Vers la fin du septième mois de grossesse, une tumeur vasculaire menaçante a été détectée sur le fœtus ; l’administration anténatale de sirolimus à la mère a permis de freiner la croissance de la lésion. C’est la première utilisation connue de cette stratégie pour un syndrome de Kasabach‑Merritt, et le nouveau‑né, suivi à Mulhouse et Strasbourg, se porte mieux mais reste sous surveillance.

« Un traitement exceptionnel qui a permis de sauver ce petit garçon » : c’est ainsi que les médecins décrivent l’issue d’une prise en charge anténatale hors norme, menée l’an passé après la détection d’une tumeur vasculaire grave sur le fœtus d’une mère suivie en Haut‑Rhin. Vers la fin du septième mois de grossesse, une masse volumineuse a été repérée au niveau du cou du futur bébé lors d’un examen en maternité. Les investigations ont rapidement orienté le diagnostic vers un syndrome de Kasabach‑Merritt, une entité rare et agressive qui met en jeu le pronostic vital in utero.

Diagnostic et gravité : pourquoi l’urgence était réelle

Le syndrome de Kasabach‑Merritt se caractérise par une tumeur vasculaire à croissance rapide qui piège les plaquettes sanguines et provoque une coagulopathie. Cette consommation plaquettaire peut entraîner des hémorragies massives et une insuffisance hémodynamique. Dans le cas suivi par les équipes de Mulhouse et du Centre pluridisciplinaire de diagnostic prénatal des Hôpitaux universitaires de Strasbourg, la masse envahissait la base du visage du fœtus, au point de risquer d’obstruer ses voies respiratoires et de compromettre sa survie avant même la naissance.

Les signes de souffrance foetale et l’évolution rapide de la tuméfaction ont conduit les spécialistes à considérer que l’attente passive n’était pas une option. Face à ce tableau, l’objectif était double : réduire la taille de la lésion pour préserver la respiration et limiter la consommation plaquettaire afin d’éviter des hémorragies fatales.

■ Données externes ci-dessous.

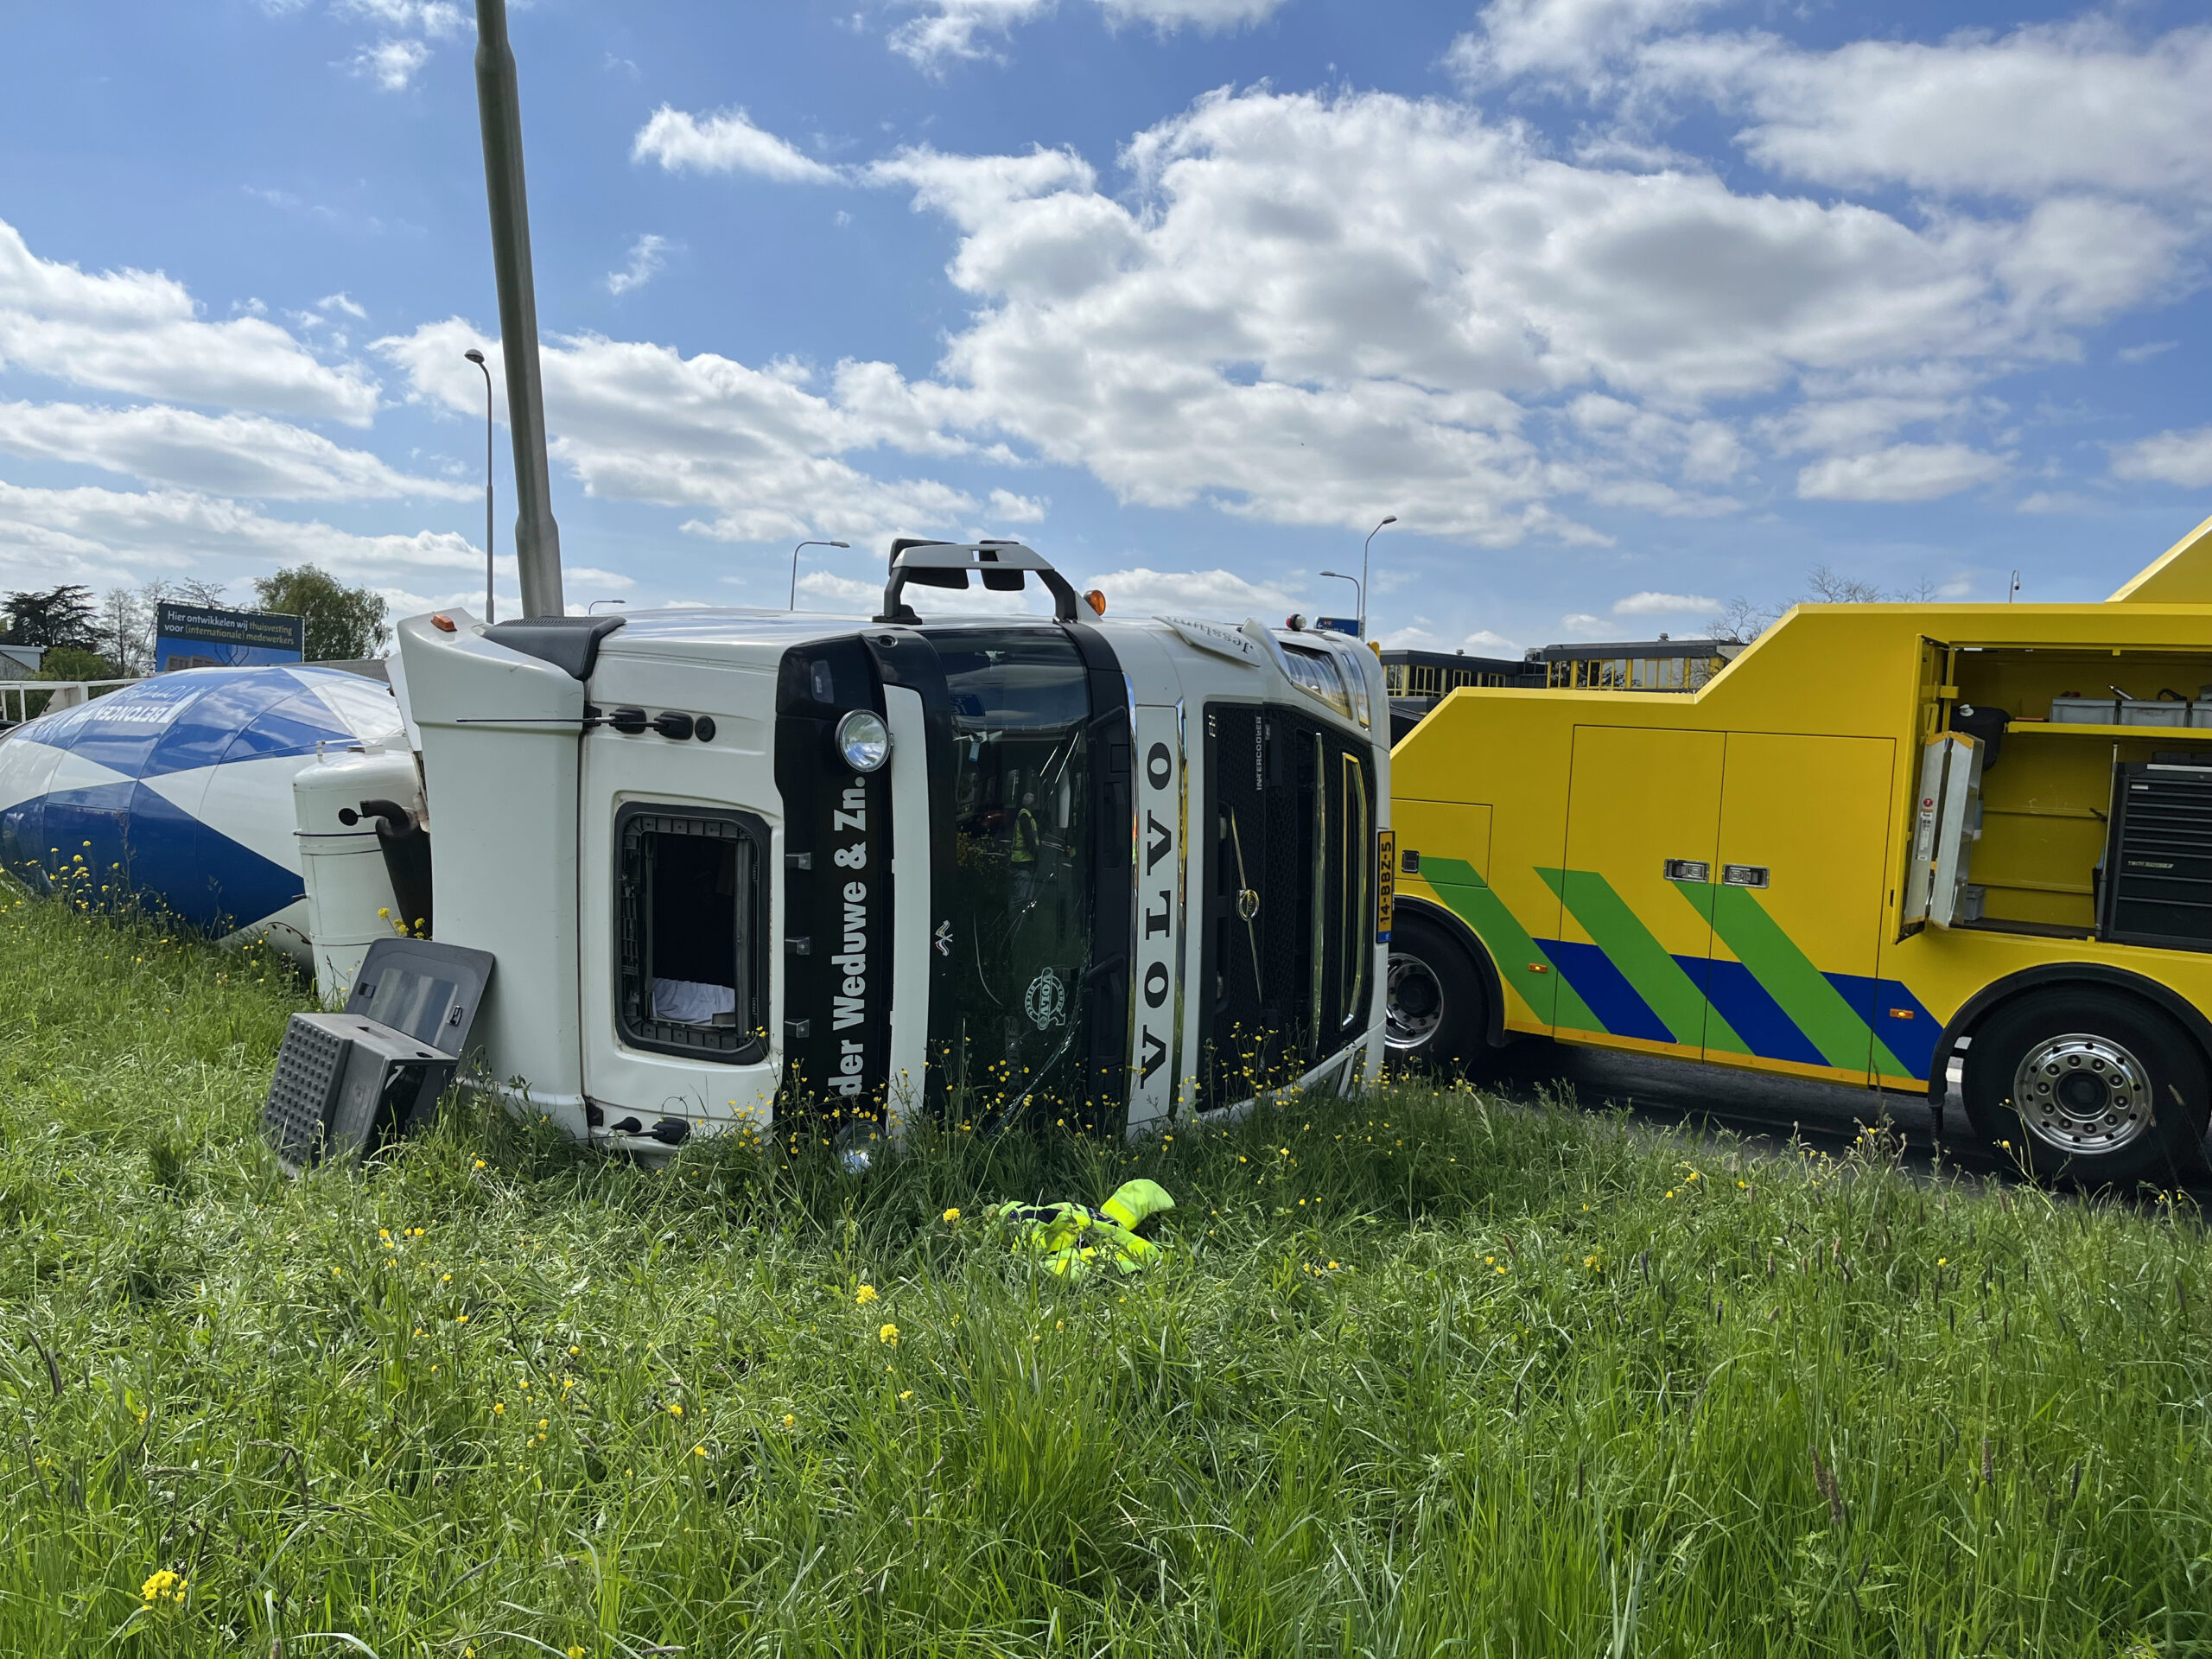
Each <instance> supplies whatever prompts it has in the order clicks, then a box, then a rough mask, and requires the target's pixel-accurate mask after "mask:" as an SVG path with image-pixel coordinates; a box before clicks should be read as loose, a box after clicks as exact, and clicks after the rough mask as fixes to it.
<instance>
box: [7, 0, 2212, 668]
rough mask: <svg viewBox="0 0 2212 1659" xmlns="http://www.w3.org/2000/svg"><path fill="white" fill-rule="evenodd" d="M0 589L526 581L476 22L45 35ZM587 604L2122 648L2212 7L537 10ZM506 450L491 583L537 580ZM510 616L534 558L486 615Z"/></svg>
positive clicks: (573, 486) (2193, 187) (2209, 456)
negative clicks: (1725, 622) (1865, 634)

Une solution inédite : administration de sirolimus à la mère

Après concertation avec le centre de référence des anomalies vasculaires superficielles des Hospices civils de Lyon, les équipes ont proposé d’utiliser le sirolimus par voie anténatale. Le sirolimus, connu comme inhibiteur de mTOR et utilisé dans certaines pathologies vasculaires et en oncologie pédiatrique, a des propriétés anti‑angiogéniques et antiprolifératives. Administré par voie orale à la mère, il peut traverser la barrière placentaire et atteindre le fœtus.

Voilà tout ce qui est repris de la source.